Package petclinic


package petclinic
A re-creation of the Spring PetClinic Sample Application, using Java EE 7 for UI controllers and business classes. JMockit is used for integration testing, instead of the Spring Test Context.

Given the small size and simplicity of the application, it has minimal package structure. A larger real-world codebase should separate classes also in layers, rather than just in functional areas.

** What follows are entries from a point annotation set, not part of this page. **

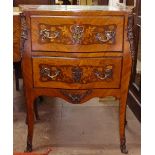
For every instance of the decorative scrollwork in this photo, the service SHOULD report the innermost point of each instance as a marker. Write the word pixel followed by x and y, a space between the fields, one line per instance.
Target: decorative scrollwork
pixel 24 32
pixel 106 74
pixel 77 32
pixel 77 73
pixel 75 98
pixel 47 34
pixel 46 72
pixel 106 36
pixel 131 35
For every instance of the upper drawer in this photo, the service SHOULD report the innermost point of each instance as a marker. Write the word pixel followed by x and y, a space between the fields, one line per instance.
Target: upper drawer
pixel 77 34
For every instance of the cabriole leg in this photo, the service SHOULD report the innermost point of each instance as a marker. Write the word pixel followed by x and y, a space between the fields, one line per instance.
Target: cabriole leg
pixel 122 125
pixel 30 123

Using the architectural layers of DDD (Domain Driven Design), we could apply one of the two following structures:

 petclinic
    owners
       application       (OwnerScreen)
       domain            (Owner, OwnerMaintenance)
    pets
       application       (PetScreen)
       domain            (Pet, PetType, PetMaintenance)
    vets
       application       (VetScreen)
       domain            (Vet, Specialty, VetMaintenance)
    visits
       application       (VisitScreen)
       domain            (Visit, VisitMaintenance)
    infrastructure
       persistence       (Database)
       domain            (BaseEntity, Person)
 
or
 petclinic
    application
       owners            (OwnerScreen)
       pets              (PetScreen)
       vets              (VetScreen)
       visits            (VisitScreen)
    domain
       owners            (Owner, OwnerMaintenance)
       pets              (Pet, PetType, PetMaintenance)
       vets              (Vet, Specialty, VetMaintenance)
       visits            (Visit, VisitMaintenance)
    infrastructure
       persistence       (Database)
       domain            (BaseEntity, Person)
 
Either of the above is good, from the point of view of having cohesive packages. The package structure used in Spring's PetClinic is not a good one, because it groups together classes that are unrelated to each other, therefore violating the basic principle that packages should have high cohesion. For example, take the petclinic.web package: it holds both OwnerController and VetController, which are completely unrelated and independent of each other.